De plus, l’abandon pour l’instant d’une cession par ouverture du capital – et donc une hausse de celui-ci – afin d’éprouver l’engagement des prétendants à la reprise, ne rassure pas tous les acteurs impliqués dans ce projet. En effet, l’objectif de départ est la vente de la banque par ouverture du capital pour faire passer celui-ci de 24 milliards de Fcfa à 50 milliards de Fcfa. Cette option est celle que défendent les investisseurs nationaux qui se sont manifestés dans le rachat des actions mises en vente par l’État.
Des manifestations d’intérêts locales
Pourtant, quoiqu’informelles, des manifestations d’intérêt n’ont pas manqué de se faire jour au Cameroun.
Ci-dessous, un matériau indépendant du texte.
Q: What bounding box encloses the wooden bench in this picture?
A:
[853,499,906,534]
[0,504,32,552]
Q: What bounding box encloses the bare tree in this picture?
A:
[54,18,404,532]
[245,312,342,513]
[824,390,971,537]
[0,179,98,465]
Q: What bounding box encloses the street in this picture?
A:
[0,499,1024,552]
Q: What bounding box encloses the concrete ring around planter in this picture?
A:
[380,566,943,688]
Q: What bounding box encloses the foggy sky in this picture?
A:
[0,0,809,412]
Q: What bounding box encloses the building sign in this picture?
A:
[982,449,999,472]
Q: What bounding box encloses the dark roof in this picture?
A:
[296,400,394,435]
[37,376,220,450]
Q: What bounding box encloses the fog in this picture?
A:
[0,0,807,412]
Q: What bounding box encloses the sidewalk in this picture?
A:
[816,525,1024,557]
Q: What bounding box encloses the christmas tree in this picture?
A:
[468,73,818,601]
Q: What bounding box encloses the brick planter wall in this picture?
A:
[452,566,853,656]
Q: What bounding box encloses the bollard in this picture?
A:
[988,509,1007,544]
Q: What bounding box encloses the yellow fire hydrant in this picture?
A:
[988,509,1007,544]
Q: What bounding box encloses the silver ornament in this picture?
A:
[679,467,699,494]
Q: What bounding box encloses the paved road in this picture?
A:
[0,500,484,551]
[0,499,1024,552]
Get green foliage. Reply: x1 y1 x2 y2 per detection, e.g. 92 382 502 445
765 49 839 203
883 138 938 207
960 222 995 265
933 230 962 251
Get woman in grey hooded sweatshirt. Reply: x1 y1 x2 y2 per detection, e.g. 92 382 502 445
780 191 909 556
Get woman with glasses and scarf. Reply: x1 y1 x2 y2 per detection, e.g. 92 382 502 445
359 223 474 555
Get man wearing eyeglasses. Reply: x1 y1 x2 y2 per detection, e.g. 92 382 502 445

C’est le cas de Samuel Foyou qui a obtenu l’agrément d’Africa Golden Bank il y a sept mois et souhaiterait faire main basse sur le réseau des 21 agences de cet établissement de crédit, pour accélérer son arrivée dans le secteur. Ce qui lui éviterait de démarrer son activité bancaire en greenfield. Egalement en embuscade, Cyril Nkontchou, par l’entremise d’Enko Capital, son véhicule d’investissement présent notamment sur le marché financier de la Cemac. Albert Kouinche, fondateur d’Express Union, longtemps leader dans le transfert physique d’argent, saisirait cette opportunité pour s’introduire dans la banque. Une aubaine aussi pour la CBC qui pourrait tirer avantage du maillage territorial de cet établissement pour étendre son réseau.
Les autorités camerounaises seraient-elles disposées à tendre l’oreille avant la fin du processus, afin d’accroître la présence nationale dans un secteur aussi sensible que stratégique ? Car rien ne garantit que l’essentiel de la quote-part devant être introduite en bourse pourrait tomber dans l’escarcelle des Camerounais. Ce qui devrait accroître la présence étrangère dans ce fleuron bancaire que la part minoritaire de l’État ne saurait compenser.